Bingol Kerem, Bruschweiler-Li Lei, Yu Cao, Somogyi Arpad, Zhang Fengli, Brüschweiler Rafael
§National High Magnetic Field Laboratory, Florida State University, Tallahassee, Florida 32310, United States.
Anal Chem. 2015 Apr 7;87(7):3864-70. doi: 10.1021/ac504633z. Epub 2015 Mar 12.

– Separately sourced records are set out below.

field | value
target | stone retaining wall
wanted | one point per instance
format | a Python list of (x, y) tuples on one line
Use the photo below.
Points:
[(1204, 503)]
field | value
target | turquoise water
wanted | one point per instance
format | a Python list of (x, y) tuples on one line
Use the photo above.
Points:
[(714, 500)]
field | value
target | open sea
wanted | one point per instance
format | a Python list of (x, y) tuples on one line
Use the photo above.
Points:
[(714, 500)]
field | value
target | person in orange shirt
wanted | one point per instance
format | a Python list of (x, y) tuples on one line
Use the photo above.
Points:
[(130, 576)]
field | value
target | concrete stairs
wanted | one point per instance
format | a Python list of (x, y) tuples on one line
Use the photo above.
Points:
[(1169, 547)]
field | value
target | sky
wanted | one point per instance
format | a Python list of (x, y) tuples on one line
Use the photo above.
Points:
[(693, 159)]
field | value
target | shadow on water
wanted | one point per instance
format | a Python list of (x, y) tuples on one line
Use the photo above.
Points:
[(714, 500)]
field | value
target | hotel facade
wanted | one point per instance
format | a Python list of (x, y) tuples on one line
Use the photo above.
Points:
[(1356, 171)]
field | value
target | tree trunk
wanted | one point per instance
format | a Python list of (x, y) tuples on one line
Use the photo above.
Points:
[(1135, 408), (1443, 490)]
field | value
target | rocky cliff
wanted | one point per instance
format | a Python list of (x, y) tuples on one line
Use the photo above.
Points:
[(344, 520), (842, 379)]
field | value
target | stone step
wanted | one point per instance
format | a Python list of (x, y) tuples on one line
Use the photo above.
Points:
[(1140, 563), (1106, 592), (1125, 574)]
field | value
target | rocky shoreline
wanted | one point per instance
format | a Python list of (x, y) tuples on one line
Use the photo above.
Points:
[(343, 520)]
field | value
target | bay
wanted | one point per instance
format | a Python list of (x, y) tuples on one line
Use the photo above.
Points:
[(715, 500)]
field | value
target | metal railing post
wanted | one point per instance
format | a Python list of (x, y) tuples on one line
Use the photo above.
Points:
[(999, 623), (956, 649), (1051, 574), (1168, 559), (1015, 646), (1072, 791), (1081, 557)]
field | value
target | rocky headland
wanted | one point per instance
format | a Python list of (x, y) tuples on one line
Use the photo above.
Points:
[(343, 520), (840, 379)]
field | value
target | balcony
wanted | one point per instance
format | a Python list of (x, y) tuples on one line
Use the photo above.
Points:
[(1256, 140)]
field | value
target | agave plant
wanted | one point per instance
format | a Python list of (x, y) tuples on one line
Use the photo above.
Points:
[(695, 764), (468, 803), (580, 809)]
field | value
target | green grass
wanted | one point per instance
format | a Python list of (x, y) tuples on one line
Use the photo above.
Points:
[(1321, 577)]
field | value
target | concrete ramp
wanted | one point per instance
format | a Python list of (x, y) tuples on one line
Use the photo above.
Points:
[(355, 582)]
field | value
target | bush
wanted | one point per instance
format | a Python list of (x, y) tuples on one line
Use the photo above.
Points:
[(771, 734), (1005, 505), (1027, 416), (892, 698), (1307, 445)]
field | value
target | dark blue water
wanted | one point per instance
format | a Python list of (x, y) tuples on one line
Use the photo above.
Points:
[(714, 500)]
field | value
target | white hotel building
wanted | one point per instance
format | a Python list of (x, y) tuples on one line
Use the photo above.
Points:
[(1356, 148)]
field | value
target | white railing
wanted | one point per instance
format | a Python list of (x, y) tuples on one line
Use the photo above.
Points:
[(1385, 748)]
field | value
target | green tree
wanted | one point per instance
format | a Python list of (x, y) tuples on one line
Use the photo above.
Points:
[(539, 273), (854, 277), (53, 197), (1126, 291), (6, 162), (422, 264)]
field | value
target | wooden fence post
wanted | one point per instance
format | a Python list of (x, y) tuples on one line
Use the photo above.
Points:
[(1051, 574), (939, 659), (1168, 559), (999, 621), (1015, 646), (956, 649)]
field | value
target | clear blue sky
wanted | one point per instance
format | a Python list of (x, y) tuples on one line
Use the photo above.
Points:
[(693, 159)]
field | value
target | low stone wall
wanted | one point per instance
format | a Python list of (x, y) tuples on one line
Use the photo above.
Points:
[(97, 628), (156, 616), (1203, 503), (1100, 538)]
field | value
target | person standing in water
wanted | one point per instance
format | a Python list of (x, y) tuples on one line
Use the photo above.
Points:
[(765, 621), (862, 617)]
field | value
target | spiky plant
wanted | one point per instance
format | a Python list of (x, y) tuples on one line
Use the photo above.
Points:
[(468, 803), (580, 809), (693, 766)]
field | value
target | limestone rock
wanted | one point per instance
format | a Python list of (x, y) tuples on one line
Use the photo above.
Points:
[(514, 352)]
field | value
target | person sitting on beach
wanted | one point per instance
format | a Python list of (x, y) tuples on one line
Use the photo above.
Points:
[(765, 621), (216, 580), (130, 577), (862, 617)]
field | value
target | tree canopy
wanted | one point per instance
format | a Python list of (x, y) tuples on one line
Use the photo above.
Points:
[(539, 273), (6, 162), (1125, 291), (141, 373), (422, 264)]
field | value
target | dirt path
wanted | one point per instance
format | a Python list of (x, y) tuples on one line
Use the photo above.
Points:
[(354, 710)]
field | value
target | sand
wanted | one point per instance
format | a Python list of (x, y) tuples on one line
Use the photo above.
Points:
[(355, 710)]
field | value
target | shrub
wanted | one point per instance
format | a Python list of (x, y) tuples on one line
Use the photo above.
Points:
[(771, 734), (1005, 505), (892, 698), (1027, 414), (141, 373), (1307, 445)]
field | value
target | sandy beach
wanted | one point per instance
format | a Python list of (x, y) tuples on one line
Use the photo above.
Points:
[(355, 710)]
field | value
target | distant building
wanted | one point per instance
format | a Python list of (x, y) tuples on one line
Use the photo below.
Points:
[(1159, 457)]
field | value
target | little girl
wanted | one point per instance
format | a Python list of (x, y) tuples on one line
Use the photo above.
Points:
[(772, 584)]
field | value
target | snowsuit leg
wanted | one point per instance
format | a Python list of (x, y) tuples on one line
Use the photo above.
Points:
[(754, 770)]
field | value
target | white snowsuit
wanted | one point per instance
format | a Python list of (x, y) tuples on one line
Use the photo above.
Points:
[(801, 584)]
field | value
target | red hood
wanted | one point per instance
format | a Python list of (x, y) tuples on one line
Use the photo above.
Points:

A novel strategy is introduced that combines high-resolution mass spectrometry (MS) with NMR for the identification of unknown components in complex metabolite mixtures encountered in metabolomics. The approach first identifies the chemical formulas of the mixture components from accurate masses by MS and then generates all feasible structures (structural manifold) that are consistent with these chemical formulas. Next, NMR spectra of each member of the structural manifold are predicted and compared with the experimental NMR spectra in order to identify the molecular structures that match the information obtained from both the MS and NMR techniques. This combined MS/NMR approach was applied to Escherichia coli extract, where the approach correctly identified a wide range of different types of metabolites, including amino acids, nucleic acids, polyamines, nucleosides, and carbohydrate conjugates. This makes this approach, which is termed SUMMIT MS/NMR, well suited for high-throughput applications for the discovery of new metabolites in biological and biomedical mixtures, overcoming the need of experimental MS and NMR metabolite databases.
本文介绍了一种新策略,该策略将高分辨率质谱(MS)与核磁共振(NMR)相结合,用于鉴定代谢组学中复杂代谢物混合物中的未知成分。该方法首先通过质谱从精确质量中识别混合物成分的化学式,然后生成与这些化学式一致的所有可行结构(结构流形)。接下来,预测结构流形中每个成员的核磁共振谱,并与实验核磁共振谱进行比较,以识别与从质谱和核磁共振技术获得的信息相匹配的分子结构。这种质谱/核磁共振联用方法应用于大肠杆菌提取物,该方法正确识别了多种不同类型的代谢物,包括氨基酸、核酸、多胺、核苷和碳水化合物共轭物。这使得这种被称为SUMMIT MS/NMR的方法非常适合用于高通量应用,以发现生物和生物医学混合物中的新代谢物,克服了对实验性质谱和核磁共振代谢物数据库的需求。